As the calendar has turned to 2017, the political landscape is changing vastly, but the Federal Reserve and interest rates may be a bigger headwind for investors than anything coming out of Donald Trump's Twitter account.
"The big challenge is on interest rates rising, it's not about who is in the White House," said Kimberly Foss, CFP, best-selling author and founder of Empyrion Wealth Management. "What's going to be a challenge is the rise of rates and at which the speed the Federal Reserve does it."
In December 2016, the Federal Open Market Committee (FOMC) -- the group inside the Federal Reserve which determines interest rate policy -- raised the federal funds rate for the first time in a year, citing strength in the labor market and rising inflation as reasons.

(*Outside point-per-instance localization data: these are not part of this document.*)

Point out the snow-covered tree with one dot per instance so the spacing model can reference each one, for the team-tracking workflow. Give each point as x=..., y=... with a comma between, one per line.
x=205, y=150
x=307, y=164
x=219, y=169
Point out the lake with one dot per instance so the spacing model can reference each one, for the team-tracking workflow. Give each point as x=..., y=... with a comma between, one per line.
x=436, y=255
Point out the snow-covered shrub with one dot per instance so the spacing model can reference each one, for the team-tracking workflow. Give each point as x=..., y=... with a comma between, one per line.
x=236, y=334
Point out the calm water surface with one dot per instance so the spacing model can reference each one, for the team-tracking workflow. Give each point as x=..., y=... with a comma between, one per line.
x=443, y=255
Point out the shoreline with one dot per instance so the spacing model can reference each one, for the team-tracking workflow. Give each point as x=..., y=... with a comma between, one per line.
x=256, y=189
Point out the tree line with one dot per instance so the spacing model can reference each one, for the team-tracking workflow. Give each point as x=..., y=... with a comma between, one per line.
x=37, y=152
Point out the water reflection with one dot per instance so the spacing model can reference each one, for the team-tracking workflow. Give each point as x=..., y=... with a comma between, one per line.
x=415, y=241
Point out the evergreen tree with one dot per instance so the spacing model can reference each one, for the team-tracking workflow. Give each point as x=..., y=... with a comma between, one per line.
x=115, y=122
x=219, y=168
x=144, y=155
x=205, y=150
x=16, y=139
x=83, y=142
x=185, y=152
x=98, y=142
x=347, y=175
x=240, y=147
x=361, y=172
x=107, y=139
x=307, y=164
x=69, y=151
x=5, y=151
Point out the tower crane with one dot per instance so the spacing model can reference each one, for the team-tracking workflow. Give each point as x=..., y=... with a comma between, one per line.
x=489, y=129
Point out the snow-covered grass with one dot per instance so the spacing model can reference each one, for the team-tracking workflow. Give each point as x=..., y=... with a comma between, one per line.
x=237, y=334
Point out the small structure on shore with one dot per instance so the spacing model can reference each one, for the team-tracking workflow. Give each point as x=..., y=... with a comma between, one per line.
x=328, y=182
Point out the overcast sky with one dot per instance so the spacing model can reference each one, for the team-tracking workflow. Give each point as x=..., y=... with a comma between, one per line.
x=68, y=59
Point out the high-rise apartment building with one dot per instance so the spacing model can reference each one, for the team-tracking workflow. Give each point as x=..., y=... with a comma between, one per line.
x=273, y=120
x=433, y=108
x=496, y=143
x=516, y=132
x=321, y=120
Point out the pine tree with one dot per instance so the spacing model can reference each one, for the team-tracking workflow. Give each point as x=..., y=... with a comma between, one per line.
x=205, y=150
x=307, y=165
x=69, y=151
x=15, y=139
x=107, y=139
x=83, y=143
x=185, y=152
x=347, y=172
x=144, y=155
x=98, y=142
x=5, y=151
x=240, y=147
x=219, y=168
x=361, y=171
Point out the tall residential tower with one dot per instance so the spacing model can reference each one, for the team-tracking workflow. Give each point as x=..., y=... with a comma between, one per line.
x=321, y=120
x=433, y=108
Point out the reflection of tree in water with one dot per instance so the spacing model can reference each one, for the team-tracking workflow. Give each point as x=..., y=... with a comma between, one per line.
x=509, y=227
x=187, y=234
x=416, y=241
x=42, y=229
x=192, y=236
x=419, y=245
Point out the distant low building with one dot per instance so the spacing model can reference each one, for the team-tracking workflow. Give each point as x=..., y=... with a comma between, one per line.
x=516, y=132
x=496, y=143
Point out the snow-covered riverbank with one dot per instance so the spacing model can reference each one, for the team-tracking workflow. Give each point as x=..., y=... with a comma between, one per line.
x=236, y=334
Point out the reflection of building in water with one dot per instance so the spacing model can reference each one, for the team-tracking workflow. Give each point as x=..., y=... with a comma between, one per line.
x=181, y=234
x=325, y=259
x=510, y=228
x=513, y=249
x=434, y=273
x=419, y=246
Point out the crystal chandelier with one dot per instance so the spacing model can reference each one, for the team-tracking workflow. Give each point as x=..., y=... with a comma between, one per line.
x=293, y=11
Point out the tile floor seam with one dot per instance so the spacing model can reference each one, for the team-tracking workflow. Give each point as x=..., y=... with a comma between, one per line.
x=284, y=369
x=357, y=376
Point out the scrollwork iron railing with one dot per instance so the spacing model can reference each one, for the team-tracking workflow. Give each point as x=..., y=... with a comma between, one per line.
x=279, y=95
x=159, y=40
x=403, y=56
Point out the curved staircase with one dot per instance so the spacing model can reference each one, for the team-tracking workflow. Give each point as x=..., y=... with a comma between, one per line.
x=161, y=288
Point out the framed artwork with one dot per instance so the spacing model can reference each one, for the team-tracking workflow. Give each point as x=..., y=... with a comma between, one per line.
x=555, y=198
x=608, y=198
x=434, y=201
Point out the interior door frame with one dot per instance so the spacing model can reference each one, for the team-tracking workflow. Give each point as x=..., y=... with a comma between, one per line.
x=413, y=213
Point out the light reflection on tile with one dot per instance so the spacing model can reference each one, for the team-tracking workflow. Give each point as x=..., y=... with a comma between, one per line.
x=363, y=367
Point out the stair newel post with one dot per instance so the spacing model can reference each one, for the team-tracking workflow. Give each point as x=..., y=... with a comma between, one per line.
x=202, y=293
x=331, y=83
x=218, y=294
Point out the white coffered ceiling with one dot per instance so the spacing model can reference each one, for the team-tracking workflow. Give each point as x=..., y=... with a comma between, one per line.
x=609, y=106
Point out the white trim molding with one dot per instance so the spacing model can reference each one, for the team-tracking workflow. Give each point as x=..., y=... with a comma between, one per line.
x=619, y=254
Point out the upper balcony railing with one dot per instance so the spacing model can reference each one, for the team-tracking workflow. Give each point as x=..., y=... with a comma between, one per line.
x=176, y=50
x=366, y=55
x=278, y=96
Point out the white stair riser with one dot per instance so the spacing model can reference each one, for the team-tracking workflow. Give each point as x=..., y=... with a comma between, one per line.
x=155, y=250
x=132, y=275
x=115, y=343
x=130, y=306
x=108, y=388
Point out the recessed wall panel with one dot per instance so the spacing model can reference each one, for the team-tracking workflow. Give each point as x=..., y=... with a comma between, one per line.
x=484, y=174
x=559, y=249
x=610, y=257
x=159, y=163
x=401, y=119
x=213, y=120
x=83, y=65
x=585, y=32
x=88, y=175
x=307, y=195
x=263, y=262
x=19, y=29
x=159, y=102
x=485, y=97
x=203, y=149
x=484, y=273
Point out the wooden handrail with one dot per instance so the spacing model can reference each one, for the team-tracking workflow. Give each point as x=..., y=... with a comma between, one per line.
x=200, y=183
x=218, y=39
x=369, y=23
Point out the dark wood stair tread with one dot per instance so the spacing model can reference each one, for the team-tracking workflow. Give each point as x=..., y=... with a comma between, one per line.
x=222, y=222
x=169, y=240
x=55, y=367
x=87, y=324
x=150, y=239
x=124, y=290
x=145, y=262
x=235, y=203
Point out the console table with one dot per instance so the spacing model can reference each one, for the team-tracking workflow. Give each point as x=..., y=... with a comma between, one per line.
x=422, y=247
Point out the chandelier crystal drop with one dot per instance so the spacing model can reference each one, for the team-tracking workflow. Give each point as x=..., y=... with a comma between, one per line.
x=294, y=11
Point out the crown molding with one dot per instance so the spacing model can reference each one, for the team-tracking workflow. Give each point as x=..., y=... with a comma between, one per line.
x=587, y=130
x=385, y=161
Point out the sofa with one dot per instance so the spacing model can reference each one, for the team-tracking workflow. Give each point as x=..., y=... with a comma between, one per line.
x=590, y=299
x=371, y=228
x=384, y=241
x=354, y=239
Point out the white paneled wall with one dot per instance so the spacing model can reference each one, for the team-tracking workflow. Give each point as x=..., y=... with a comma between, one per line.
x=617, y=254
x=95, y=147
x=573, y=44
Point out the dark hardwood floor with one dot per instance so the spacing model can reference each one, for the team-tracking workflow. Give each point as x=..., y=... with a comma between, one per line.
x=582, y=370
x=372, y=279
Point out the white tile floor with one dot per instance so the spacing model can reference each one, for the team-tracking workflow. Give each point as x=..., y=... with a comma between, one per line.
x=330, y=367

While that was expected by nearly every economic strategist and investor, what wasn't expected was the FOMC said it sees as many as three times in 2017 where it could raise rates, surpassing expectations of two rate hikes.

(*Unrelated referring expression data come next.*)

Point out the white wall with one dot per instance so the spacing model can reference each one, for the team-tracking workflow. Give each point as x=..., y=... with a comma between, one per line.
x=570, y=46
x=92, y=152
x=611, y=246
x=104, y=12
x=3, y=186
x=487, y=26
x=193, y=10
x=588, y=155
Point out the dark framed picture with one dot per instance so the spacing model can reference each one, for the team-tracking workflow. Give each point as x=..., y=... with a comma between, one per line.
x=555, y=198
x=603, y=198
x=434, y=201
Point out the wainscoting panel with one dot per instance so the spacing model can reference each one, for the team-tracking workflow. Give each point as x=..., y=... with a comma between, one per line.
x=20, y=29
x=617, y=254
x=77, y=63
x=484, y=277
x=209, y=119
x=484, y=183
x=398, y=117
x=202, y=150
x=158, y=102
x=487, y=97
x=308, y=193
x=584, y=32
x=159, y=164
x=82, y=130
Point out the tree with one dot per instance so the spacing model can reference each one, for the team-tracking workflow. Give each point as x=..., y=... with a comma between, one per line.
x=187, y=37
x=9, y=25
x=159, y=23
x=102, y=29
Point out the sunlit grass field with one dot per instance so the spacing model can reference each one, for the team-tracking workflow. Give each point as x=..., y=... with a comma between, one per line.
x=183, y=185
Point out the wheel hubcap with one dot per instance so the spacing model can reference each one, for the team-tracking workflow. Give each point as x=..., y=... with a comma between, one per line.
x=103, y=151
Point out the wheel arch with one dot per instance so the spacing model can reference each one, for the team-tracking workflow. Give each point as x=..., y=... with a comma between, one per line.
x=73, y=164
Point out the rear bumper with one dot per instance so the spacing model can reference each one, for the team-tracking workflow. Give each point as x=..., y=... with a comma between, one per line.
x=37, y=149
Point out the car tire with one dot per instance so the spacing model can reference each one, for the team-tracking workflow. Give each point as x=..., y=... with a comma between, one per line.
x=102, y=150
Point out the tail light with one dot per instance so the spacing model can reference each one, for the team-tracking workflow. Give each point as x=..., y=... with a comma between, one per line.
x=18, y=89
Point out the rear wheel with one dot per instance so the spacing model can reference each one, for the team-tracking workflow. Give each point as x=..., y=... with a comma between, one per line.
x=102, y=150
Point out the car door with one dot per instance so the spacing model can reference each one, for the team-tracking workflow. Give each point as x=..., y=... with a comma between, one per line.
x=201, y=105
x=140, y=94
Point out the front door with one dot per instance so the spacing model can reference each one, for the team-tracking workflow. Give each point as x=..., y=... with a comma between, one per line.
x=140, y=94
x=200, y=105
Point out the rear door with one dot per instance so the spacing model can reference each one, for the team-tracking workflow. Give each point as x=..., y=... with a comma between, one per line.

"There's an overwhelming sense of optimism and renewed hope in our economy," Foss said, while adding investors should be cautious about what the FOMC does over the next twelve months.
Though rising interest rates can potentially hurt high-yielding dividend stocks, there are opportunities for investors to generate yield from their portfolios, while being on the right side of the trade.
Foss noted her firm had significant exposure to dividends over the past three or four years for her clients, but as the landscape has shifted, she has become more selective about where her clients money is going.